In a release, the Ministry of Transportation said that “all those seeking to provide commercial passenger transportation services… anywhere in BC, must respect the current regulatory and legal system in British Columbia.”
According to the ministry, there are currently “several” companies that have developed ride-sharing apps. These companies operate under names such as Longmao, Udi Kuaiche, U Drop, RaccoonGo, GoKabu, Dingdang Carpool, and AO Rideshare.
“It is important that drivers providing commercial transportation services through these social media apps understand they are assuming all of the risk related to providing the service,” the government said.
Illegally operating vehicles for the purpose of ride-hailing carries a fine of $1,150, and all of that falls on the driver – not the app company.

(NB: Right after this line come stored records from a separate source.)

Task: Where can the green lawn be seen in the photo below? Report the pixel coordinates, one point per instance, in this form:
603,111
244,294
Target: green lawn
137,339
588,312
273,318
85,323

Beyond the fines, drivers could also face further sanctions “for not disclosing the commercial use of their vehicles to lease and insurance providers.”
Passengers using the apps are “choosing to take a trip in a vehicle that has not been licensed to operate legally in British Columbia.”

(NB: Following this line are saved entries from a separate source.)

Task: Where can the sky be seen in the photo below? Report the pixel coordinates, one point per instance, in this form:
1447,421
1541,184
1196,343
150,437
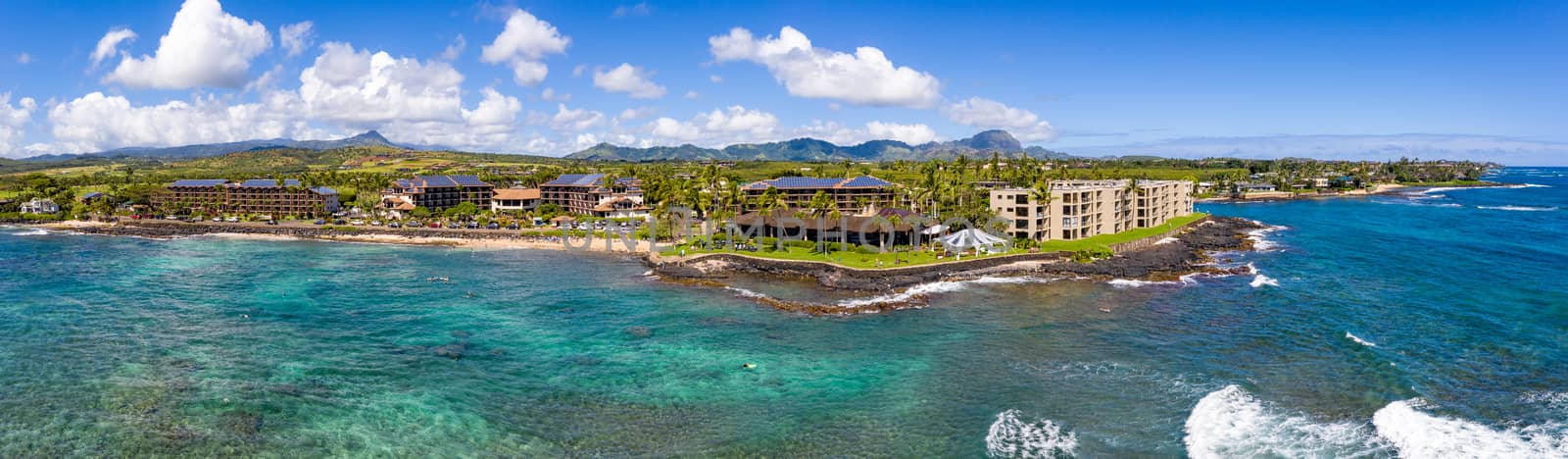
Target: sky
1258,78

Current provincial and municipal regulatory requirements include:
- Regular, government-approved safety inspection of the vehicle
- Insurance that will cover the carrying of paying passengers
- A police background check for drivers
To date, over 20 cease-and-desist orders have been issued and 23 fines of $1,150 have been given to drivers identified as operating without a licence.
Ride-sharing report in progress
Late last year, BC Green Party Leader Andrew Weaver announced the issue of rideshare services like Uber coming to BC would be brought to a committee of MLAs from all three parties.
Those meetings have now commenced and a report on the issue is expected to be released on February 15, 2018.
“It has been six years since ride-hailing companies first attempted to enter the BC market,” said Weaver. “All three parties have now agreed that we need to bring this technology to BC in a regulated fashion.”